Now with increased urgency, the state’s focus has turned back to online sports betting. Initial projections estimated online sites to launch in early 2021, but due to the unprecedented circumstances that COVID-19 has created, it could now happen much sooner.

Follow the progress of sports betting implementation in Michigan by checking back to this page often.

Michigan’s sports betting timetable

It’s been a tough start for sports betting in Michigan. On March 11th and 12th MGM Grand Detroit, Greektown Casino and MotorCity Casino all took their first retail sports bets, with plenty of additional books ready to follow. March Madness 2020 was going to kick off the state’s fledgling industry, but due to public health concerns over the COVID-19 pandemic the tournament was cancelled and casinos were temporarily forced to close their doors, placing a hold on sports betting.

Retail casinos began opening their doors for customers in mid-summer 2020, but at severely reduced capacity, and many other health and safety restrictions. Lawmakers are seeing the need for online casinos and sportsbooks to generate revenue and keep people home.

On the other hand, many of Michigan’s tribal casinos are already back in business. Regulated by their own gaming commission instead of the state, they did not fall under the Governor’s stay-at-home order. Some facilities have been welcoming guests, with increased precautions, since as early as May 29th. Additional safety measures include decreased capacity, mandatory temperature checks, additional cleaning, plus all staff are required to wear masks and gloves.

Online Sports Betting fast track?

Michigan lawmakers are looking into fast-tracking the launch of online sports betting from early 2021 to a possible new start date of Fall 2020. Regulators and casinos would need to agree on a set of rules that could then be sent to the Governor as “emergency rules”, which would expedite the process. Initially, Gov. Whitmer disagreed with using the emergency rules protocol, but with the state facing a $1.5-plus billion budget deficit, and the economy on hold, there are strong indications that it could happen.

Senate Bill 969 was introduced in late June with the goal of hastening the state’s online gaming rollout. If passed, all of Michigan’s federally recognized tribes and commercial casinos would be automatically considered to hold an iGaming license until health officials deem that social distancing is no longer necessary. This would move the timetable for online betting, casino, and poker forward significantly, with an October or November debut now a seemingly realistic possibility.

A bill probably won’t be necessary, however. There is a hearing scheduled for September 23, 2020 to discuss the regulations that are currently up for public comment. From that point, the rules would go to the Joint Committee on Administrative Rules before certification.
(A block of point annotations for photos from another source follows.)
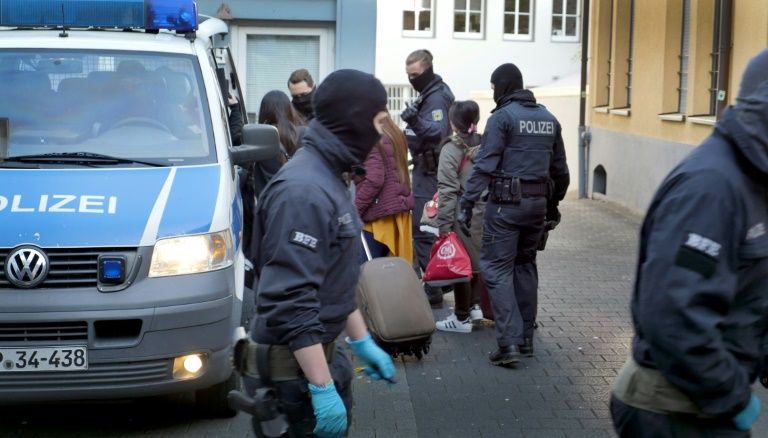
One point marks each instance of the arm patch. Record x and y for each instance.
(696, 261)
(303, 239)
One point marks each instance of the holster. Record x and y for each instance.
(511, 189)
(543, 240)
(275, 362)
(269, 364)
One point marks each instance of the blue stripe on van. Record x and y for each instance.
(192, 201)
(77, 207)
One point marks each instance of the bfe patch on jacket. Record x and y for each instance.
(303, 239)
(699, 254)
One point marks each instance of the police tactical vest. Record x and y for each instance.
(531, 134)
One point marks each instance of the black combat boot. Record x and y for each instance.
(505, 356)
(526, 348)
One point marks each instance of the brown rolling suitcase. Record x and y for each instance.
(394, 306)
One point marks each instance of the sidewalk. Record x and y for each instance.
(586, 277)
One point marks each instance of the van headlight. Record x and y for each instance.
(192, 254)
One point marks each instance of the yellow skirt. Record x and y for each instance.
(395, 232)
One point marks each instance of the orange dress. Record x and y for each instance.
(395, 232)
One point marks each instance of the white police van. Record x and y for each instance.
(121, 267)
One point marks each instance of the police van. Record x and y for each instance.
(121, 263)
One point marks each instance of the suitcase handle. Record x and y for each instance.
(365, 246)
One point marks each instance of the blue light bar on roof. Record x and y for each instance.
(180, 15)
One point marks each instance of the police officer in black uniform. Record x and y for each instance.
(306, 235)
(522, 164)
(701, 294)
(428, 125)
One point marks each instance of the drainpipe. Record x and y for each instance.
(584, 136)
(724, 58)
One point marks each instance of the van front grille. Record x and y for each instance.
(69, 267)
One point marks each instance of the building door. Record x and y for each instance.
(272, 54)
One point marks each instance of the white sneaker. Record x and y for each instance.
(451, 324)
(475, 314)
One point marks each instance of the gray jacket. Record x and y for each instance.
(450, 187)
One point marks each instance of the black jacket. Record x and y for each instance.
(305, 240)
(425, 134)
(521, 139)
(701, 297)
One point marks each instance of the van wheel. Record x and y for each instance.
(212, 402)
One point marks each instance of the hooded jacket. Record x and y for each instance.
(425, 131)
(379, 193)
(699, 302)
(306, 233)
(452, 177)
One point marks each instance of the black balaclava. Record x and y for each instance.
(421, 81)
(345, 103)
(506, 79)
(303, 104)
(755, 74)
Sportsbooks and possible MI sportsbooks

There may be 15 or even more legal online sportsbooks available to bettors in Michigan: one apiece from each of the three commercial casinos, and likewise one apiece from each of the 12 federally-recognized Native American tribes operating casinos in the state, which collectively run 23 casinos.

The Michigan Gaming Board oversees implementation of the state’s sports gambling operations, both online and for brick-and-mortar sportsbooks at each of the state’s 26 total casinos.
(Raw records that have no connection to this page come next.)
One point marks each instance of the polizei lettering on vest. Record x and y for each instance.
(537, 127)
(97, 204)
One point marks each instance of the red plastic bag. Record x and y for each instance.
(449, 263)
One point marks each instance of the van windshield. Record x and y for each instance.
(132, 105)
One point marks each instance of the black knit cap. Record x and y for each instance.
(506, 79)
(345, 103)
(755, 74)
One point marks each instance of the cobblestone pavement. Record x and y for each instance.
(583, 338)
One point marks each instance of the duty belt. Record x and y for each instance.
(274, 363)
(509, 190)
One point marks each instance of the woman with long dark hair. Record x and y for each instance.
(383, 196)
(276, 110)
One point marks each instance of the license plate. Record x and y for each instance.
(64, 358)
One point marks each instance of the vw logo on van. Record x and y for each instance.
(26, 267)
While the market won’t be as expansive as in New Jersey or Indiana (where each property can run up to three online “skins” or brands), this setup opens the door to plenty of popular sportsbooks, including the DFS-turned-sportsbook behemoths DraftKings Sportsbook and FanDuel Sportsbook, which can now legally operate their daily fantasy games in the state due to a bill that’s part of the iGaming package.

One of the largest casinos in Detroit is the MGM Grand which makes BetMGM a shoo-in for sports bettors as well. BetMGM in 2019 also partnered with Yahoo! Sports for various offerings and cross-promotion.
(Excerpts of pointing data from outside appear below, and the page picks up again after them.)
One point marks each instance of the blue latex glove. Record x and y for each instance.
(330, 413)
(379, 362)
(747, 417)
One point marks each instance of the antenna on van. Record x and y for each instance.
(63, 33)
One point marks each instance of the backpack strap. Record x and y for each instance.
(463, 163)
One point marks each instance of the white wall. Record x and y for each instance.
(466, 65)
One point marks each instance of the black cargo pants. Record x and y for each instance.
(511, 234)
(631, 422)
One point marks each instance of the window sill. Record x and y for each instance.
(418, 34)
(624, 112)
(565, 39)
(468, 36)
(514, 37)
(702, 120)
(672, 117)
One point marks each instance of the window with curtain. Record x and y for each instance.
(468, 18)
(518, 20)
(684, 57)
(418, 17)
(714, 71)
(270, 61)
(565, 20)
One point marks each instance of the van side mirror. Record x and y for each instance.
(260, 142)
Several deals have been announced involving tribes and sportsbook (and iGaming) operators with which they have partnered. They are:

1. PointsBet Sportsbook — Partnered with Lac Vieux Desert Band of Lake Superior Chippewa Indians

PointsBet entered into an agreement “to provide online and mobile sports wagering and gaming to be rolled out statewide,” in conjunction with the Lac Vieux Desert Band of Lake Superior Chippewa Indians, which owns and operates the Northern Waters Casino Resort on its reservation in Watersmeet, Mich.

PointsBet plans to bring their exciting unique style of spread betting called PointsBetting to the Wolverine State along with recently announced plans to launch online casinos to pair with their online sportsbook.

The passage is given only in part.